A Kamigata Anthology: Literature from Japan’s Metropolitan Centers, 1600-1750

A Kamigata Anthology: Literature from Japan’s Metropolitan Centers, 1600-1750

 

Edited by Sumie Jones and Adam L. Kern with Kenji Watanabe

Available for purchase at the University of Hawaii Press and for pre-order at Amazon.

 

This is the first of a three-volume anthology of Edo- and Meiji-era urban literature that includes An Edo Anthology: Literature from Japan’s Mega-City, 1750–1850 and A Tokyo Anthology: Literature from Japan’s Modern Metropolis, 1850–1920. The present work focuses on the years in which bourgeois culture first emerged in Japan, telling the story of the rising commoner arts of Kamigata, or the “Upper Regions” of Kyoto and Osaka, which harkened back to Japan’s middle ages even as they rebelled against and competed with that earlier era. Both cities prided themselves on being models and trendsetters in all cultural matters, whether arts, crafts, books, or food. The volume also shows how elements of popular arts that germinated during this period ripened into the full-blown consumer culture of the late-Edo period.

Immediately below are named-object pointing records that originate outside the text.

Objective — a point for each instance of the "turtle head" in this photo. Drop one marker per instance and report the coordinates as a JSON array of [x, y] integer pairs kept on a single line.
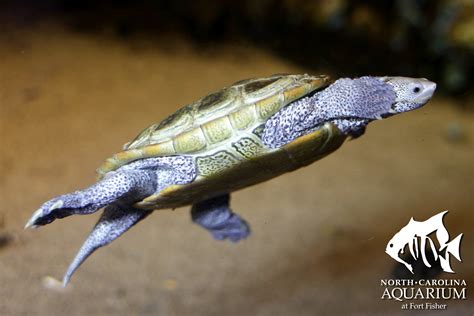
[[411, 93]]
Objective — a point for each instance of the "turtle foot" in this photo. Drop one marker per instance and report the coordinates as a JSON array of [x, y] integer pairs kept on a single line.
[[59, 207]]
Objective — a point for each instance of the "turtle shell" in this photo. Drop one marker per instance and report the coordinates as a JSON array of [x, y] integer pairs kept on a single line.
[[218, 119]]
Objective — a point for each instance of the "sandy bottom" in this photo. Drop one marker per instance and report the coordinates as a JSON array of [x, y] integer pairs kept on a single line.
[[68, 101]]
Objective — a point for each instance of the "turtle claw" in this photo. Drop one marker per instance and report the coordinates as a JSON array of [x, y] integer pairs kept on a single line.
[[59, 207], [31, 222], [41, 217]]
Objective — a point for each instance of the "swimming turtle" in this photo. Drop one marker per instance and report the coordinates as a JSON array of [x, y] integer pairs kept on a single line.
[[249, 132]]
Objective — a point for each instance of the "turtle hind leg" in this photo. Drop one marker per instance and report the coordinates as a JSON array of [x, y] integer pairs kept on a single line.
[[115, 221], [216, 216], [130, 185]]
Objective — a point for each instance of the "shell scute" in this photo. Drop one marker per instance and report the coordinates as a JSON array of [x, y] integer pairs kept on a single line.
[[215, 122]]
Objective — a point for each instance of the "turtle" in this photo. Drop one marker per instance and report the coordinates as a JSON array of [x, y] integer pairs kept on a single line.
[[241, 135]]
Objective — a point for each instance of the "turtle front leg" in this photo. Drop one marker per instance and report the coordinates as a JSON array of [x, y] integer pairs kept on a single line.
[[115, 220], [119, 185], [216, 216]]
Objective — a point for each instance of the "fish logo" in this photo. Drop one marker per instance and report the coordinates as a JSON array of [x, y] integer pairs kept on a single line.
[[415, 235]]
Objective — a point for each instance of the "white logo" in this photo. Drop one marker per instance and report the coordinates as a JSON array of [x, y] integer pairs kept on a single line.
[[415, 235]]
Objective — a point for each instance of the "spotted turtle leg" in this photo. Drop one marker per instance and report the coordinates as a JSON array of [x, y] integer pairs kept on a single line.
[[127, 186], [115, 220], [216, 217]]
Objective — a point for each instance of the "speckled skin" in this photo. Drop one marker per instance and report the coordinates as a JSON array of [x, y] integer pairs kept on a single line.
[[350, 104], [362, 100]]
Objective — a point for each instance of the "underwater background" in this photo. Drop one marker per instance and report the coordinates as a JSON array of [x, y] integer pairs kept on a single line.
[[78, 79]]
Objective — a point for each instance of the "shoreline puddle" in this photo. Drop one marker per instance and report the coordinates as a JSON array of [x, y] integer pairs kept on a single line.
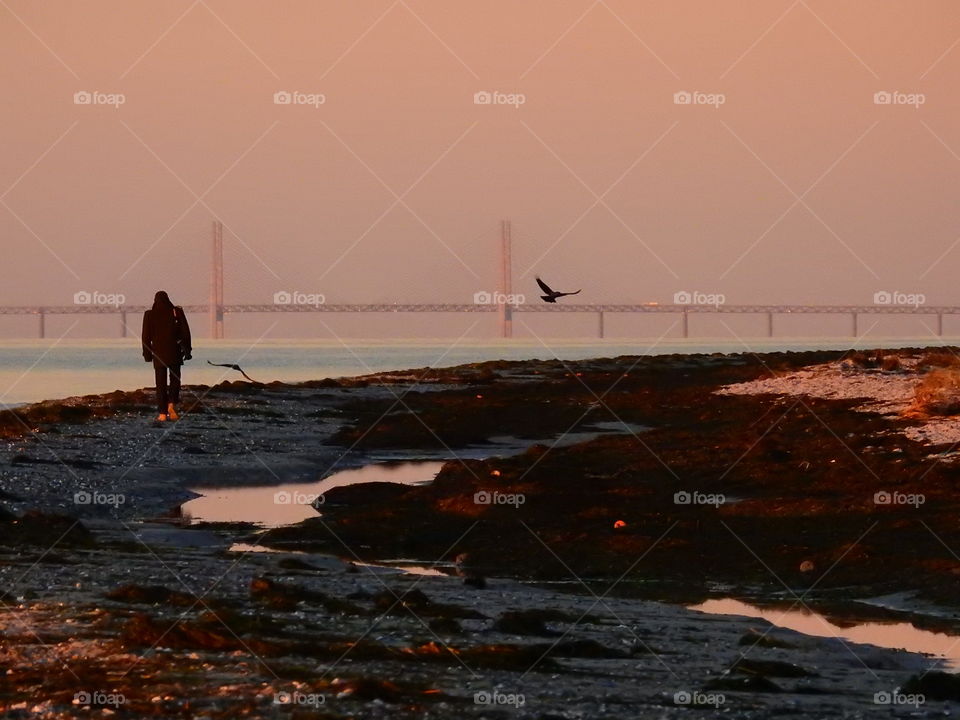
[[271, 506], [893, 635]]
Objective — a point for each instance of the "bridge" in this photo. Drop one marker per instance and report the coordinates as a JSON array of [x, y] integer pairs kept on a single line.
[[216, 309], [601, 311]]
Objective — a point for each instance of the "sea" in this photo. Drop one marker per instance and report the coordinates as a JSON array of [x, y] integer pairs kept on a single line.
[[35, 370]]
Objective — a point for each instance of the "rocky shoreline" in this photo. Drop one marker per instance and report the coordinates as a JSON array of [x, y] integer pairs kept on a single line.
[[677, 492]]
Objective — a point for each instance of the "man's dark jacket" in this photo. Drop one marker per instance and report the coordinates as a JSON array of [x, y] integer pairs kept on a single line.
[[166, 336]]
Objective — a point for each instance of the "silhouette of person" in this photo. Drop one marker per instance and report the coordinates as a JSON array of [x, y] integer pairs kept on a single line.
[[166, 341]]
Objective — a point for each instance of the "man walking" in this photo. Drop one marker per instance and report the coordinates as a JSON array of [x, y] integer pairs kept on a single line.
[[166, 341]]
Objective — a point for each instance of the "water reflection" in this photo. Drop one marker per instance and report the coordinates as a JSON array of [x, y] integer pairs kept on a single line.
[[897, 635], [276, 505]]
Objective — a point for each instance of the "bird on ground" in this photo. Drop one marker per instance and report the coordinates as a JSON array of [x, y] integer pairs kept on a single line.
[[232, 367], [551, 295]]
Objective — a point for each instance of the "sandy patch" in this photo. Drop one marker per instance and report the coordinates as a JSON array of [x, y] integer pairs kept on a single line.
[[886, 393]]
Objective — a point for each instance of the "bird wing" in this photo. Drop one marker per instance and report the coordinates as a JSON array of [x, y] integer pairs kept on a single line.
[[544, 287]]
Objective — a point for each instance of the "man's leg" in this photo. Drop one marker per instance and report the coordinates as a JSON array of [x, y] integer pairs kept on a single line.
[[175, 384], [160, 372]]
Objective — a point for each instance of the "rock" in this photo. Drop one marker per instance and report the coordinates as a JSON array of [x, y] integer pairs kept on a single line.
[[749, 683], [773, 668], [523, 622], [755, 637], [934, 685], [152, 594]]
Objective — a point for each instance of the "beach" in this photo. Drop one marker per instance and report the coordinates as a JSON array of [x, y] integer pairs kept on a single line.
[[577, 511]]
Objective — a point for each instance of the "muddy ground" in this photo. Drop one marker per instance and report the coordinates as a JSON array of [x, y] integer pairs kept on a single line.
[[553, 557]]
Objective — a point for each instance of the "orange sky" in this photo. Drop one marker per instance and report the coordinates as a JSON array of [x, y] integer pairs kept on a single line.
[[797, 189]]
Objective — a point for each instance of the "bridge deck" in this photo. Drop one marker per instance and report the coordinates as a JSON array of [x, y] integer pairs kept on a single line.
[[443, 307]]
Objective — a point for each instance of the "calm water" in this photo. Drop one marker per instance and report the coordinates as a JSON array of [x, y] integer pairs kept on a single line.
[[897, 635], [41, 370], [276, 505]]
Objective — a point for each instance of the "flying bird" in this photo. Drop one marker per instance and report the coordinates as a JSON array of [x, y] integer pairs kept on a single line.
[[551, 295], [232, 367]]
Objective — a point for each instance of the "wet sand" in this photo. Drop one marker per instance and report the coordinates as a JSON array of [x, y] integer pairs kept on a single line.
[[700, 494]]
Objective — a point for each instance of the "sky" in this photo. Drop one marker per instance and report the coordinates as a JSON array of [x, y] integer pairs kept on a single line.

The tendency to imagine Japan’s modernity as a creation of Western influence since the mid-nineteenth century is still strong, particularly outside Japan studies. A Kamigata Anthology challenges such assumptions by illustrating the flourishing phenomenon of Japan’s movement into its own modernity through a selection of the best examples from the period, including popular genres such as haikai poetry, handmade picture scrolls, travel guidebooks, kabuki and joruri plays, prose narratives of contemporary life, and jokes told by professional entertainers. Well illustrated with prints from popular books of the time and hand scrolls and standing screens containing poems and commentaries, the entertaining and vibrant translations put a spotlight on texts currently unavailable in English.

Reviews

A Kamigata Anthology brings together a scintillating array of popular literature from the Kyoto-Osaka region during the early Edo period. Few readers will fail to be surprised by its range or to delight in the verve of the translations, every one of which is an illuminating joy.”

—Timon Screech, School of Oriental and African Studies, University of London

“This long-awaited volume is full of lively translations that span an impressive variety of literary genres. The abundant use of images is particularly effective in bringing the works to life and demonstrating how narratives, drama, and poetry were consumed through an interplay of different media. It is a wonderful resource for not only academic specialists in premodern Japanese literature and history, but also anyone interested in Japanese popular culture, visual media, gender and sexuality, and the broader study of literary form and genre.”